CME: Wholesale Pork Prices Set Firm Tone

by 5m Editor
10 January 2011, at 1:19am

US - Lean hog futures rose sharply on Thursday as the futures market was buoyed by reports of firm wholesale pork prices and optimism about domestic and export demand going into the spring, write Steve Meyer and Len Steiner.

The nearby February contract gained closed at $79.775, a 175 points gain from the previous close. The June contract closed at 94.025, a new contract high. The chart below has been updated with the latest futures closes, showing the premium that 2011 futures are showing to the record levels of the year that just ended. Particularly interesting are hog futures prices for the second half of the year. The market reflects the expectation that producers have already pressed hard on the brakes and supplies will tighten up considerably in Q3 and Q4 of 2011.

Wholesale pork prices have set a firm tone at the start of this year. The pork cutout closed on Thursday evening at $78.1/cwt., $7.82/cwt. or 11 per cent higher than a year ago. Wholesale prices for a number of items remain well above year ago levels, particularly bellies, butts, hams and trimmings. Ham prices will be particularly important as we go into March and April. Easter this year will be later than normal (24 April). This means that end users will have more time to accumulate Easter hams and the peak in the ham market will develop a couple of weeks later than a year ago. At this time hams are running about 20 per cent over year ago levels, pork butts are up over 30 per cent, spareribs are up 20 per cent and bellies are also over 20 per cent from a year ago.

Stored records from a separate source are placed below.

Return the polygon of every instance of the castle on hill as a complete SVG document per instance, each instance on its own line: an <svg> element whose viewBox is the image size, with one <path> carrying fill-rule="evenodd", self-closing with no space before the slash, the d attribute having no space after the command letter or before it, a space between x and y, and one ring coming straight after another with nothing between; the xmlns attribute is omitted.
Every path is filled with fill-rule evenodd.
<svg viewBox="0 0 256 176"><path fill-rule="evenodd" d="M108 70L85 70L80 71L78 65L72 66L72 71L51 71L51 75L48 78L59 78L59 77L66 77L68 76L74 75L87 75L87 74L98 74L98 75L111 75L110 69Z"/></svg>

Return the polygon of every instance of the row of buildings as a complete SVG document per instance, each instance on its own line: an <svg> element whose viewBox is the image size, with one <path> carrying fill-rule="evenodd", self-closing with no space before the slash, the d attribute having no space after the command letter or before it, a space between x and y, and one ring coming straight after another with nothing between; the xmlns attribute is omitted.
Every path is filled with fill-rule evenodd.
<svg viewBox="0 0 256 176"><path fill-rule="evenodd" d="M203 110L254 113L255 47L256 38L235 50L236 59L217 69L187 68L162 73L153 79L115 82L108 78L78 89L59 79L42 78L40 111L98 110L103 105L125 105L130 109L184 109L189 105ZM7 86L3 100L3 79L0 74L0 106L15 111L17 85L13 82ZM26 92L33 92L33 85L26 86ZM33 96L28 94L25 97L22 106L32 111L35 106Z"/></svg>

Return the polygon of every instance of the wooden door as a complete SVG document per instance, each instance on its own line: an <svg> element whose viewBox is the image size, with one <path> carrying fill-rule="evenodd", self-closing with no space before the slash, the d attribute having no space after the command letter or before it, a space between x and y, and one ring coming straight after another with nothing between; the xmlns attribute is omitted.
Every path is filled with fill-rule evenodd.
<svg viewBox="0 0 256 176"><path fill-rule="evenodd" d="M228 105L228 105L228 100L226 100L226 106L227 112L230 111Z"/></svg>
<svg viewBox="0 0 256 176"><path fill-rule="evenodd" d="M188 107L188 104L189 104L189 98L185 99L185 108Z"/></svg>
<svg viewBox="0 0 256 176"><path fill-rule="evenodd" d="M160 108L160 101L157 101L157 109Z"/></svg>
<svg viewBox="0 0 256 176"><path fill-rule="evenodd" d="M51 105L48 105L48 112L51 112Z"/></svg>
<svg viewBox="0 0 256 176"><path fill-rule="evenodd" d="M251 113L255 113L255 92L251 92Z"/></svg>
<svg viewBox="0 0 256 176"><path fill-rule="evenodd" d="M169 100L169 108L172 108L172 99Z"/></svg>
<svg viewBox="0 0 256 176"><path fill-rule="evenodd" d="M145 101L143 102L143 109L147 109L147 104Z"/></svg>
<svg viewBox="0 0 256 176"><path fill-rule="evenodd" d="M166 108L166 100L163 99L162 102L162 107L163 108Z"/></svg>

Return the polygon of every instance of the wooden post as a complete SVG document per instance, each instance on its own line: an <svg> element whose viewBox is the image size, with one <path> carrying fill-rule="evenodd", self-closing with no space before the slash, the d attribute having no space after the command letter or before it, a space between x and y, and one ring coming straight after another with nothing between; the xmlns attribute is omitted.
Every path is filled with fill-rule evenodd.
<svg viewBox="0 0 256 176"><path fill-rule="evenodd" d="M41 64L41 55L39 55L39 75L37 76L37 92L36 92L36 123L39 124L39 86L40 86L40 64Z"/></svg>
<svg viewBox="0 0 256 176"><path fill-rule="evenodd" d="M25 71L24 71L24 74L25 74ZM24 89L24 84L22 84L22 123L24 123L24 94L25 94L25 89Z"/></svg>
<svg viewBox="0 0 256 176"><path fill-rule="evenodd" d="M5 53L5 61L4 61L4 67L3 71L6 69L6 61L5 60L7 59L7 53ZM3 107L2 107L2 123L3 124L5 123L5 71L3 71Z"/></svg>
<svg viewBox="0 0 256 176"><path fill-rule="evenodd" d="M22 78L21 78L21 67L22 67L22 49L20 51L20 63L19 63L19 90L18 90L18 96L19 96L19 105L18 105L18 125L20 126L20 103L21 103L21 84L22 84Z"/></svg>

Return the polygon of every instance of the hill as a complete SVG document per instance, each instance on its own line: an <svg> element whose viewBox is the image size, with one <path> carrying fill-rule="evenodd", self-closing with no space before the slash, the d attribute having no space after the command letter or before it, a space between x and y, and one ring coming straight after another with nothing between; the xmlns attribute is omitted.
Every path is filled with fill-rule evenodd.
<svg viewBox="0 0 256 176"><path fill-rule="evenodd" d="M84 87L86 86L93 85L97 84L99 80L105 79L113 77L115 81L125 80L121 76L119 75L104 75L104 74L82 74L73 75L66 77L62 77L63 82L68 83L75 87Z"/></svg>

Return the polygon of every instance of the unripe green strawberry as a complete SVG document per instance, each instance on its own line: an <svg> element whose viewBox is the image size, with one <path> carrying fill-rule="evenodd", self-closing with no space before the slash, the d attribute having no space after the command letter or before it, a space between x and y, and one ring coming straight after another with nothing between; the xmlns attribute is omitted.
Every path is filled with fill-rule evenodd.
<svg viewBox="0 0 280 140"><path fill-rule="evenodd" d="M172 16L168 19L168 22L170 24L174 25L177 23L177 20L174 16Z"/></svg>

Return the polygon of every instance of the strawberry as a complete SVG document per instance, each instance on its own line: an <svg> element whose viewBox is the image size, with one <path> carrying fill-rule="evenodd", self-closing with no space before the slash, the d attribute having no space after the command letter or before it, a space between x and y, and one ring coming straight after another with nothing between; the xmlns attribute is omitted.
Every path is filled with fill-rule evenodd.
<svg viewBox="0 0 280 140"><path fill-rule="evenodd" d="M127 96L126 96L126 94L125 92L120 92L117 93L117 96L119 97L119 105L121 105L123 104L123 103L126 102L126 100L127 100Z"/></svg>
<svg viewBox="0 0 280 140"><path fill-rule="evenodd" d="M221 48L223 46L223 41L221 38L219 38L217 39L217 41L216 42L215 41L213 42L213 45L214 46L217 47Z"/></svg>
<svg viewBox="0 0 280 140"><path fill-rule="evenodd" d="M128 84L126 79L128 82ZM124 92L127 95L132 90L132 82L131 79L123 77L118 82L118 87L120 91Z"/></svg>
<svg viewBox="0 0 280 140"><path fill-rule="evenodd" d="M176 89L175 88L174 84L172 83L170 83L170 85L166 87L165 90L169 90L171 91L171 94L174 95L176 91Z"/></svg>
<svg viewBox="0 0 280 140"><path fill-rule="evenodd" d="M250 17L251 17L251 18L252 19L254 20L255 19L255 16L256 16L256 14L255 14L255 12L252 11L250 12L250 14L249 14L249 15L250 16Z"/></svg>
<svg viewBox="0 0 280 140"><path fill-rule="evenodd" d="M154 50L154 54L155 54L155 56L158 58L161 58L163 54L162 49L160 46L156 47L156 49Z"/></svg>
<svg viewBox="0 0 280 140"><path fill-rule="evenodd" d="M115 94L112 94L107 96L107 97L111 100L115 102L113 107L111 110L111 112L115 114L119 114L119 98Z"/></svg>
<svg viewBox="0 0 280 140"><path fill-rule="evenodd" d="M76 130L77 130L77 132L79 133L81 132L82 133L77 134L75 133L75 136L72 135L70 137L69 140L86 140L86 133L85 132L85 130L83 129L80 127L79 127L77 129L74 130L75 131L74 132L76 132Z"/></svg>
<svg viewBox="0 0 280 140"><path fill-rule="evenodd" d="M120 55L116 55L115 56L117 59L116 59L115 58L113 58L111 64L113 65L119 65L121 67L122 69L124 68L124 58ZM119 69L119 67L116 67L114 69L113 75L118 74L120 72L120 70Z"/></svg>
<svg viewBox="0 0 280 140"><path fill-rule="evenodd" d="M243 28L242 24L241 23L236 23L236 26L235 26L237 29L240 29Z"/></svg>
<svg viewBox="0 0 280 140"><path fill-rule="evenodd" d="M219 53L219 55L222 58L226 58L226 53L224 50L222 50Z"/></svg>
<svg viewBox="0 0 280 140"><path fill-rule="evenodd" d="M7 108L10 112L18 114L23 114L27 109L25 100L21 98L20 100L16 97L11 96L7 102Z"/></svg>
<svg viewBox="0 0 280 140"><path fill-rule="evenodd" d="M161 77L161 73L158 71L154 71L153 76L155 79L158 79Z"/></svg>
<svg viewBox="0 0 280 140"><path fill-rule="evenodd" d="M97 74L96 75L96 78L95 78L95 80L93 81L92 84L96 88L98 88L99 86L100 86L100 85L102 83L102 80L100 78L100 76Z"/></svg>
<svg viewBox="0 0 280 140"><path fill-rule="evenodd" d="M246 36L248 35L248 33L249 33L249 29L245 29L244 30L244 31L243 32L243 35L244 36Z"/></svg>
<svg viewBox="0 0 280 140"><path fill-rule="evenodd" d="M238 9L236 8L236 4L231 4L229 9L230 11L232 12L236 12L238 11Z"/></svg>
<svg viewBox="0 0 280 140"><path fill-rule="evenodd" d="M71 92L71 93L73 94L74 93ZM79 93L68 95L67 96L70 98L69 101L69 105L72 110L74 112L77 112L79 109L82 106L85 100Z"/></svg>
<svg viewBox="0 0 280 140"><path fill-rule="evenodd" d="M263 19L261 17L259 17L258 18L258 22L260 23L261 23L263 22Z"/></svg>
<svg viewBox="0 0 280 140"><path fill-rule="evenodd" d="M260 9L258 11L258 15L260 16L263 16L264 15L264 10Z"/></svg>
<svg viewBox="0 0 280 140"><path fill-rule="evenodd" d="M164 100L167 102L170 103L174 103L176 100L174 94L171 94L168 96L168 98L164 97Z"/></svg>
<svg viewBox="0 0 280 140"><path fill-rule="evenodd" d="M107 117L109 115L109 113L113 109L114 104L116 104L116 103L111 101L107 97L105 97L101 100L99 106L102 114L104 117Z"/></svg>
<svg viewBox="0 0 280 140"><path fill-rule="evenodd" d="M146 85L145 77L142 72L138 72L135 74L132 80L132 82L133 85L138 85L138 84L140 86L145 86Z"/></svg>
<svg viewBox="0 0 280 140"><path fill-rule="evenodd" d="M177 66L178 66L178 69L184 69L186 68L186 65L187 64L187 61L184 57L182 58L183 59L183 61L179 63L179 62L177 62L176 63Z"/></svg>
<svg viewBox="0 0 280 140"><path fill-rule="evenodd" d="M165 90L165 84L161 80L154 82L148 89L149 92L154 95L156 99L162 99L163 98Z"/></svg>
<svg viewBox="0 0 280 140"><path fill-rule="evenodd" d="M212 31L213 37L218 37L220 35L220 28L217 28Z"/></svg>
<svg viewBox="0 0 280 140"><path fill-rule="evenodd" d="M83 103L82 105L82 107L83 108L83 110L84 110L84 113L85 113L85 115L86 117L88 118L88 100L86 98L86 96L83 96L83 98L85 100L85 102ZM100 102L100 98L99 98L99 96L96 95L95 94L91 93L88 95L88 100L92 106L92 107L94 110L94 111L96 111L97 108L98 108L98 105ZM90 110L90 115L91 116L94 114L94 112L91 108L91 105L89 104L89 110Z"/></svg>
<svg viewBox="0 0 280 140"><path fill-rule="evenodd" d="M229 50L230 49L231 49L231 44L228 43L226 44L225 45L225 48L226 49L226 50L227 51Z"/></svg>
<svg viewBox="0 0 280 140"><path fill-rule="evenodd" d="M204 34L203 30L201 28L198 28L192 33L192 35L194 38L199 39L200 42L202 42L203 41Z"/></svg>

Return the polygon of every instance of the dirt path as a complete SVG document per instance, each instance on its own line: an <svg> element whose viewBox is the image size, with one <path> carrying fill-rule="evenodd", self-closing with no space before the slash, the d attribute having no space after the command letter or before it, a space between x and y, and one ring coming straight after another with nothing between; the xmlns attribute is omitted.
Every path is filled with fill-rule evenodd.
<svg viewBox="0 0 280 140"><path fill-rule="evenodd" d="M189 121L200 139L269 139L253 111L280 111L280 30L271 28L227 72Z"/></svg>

The point is that a number of wholesale items are running well over year ago levels, but the test for the market will come in April and May. Last year we saw a significant price increase for pork in Q2 and it remains to be seen whether the market will be able to sustain the current indicated price increases for that time period. End users are seeing what everybody else is and are working hard to try and avoid some of the supply squeeze that developed last year. Keep an eye on cold storage inventories. We are already seeing a quick increase in belly frozen stocks and this is only showing what is being put away as frozen raw material. One thing that the cold storage inventory numbers does not show is the inventory of finished good product that retails and foodservice operators accumulate in public and private refrigerated warehouses. As we go into Q2, there may not be as much pent up demand and if there is a supply surprise (either because of heavier than expected hogs, or producers not keeping supplies in check), then prices could struggle. The main driver in the current market are feed costs.

Another factor seen as supportive for hogs was the announcement that the Obama administration would create a new inspection monitoring regime, which would permit long haul Mexican trucks on US highways. The agreement would lead to the elimination of some Mexican tariffs on US pork, effectively lowering the price of US pork in the Mexican market.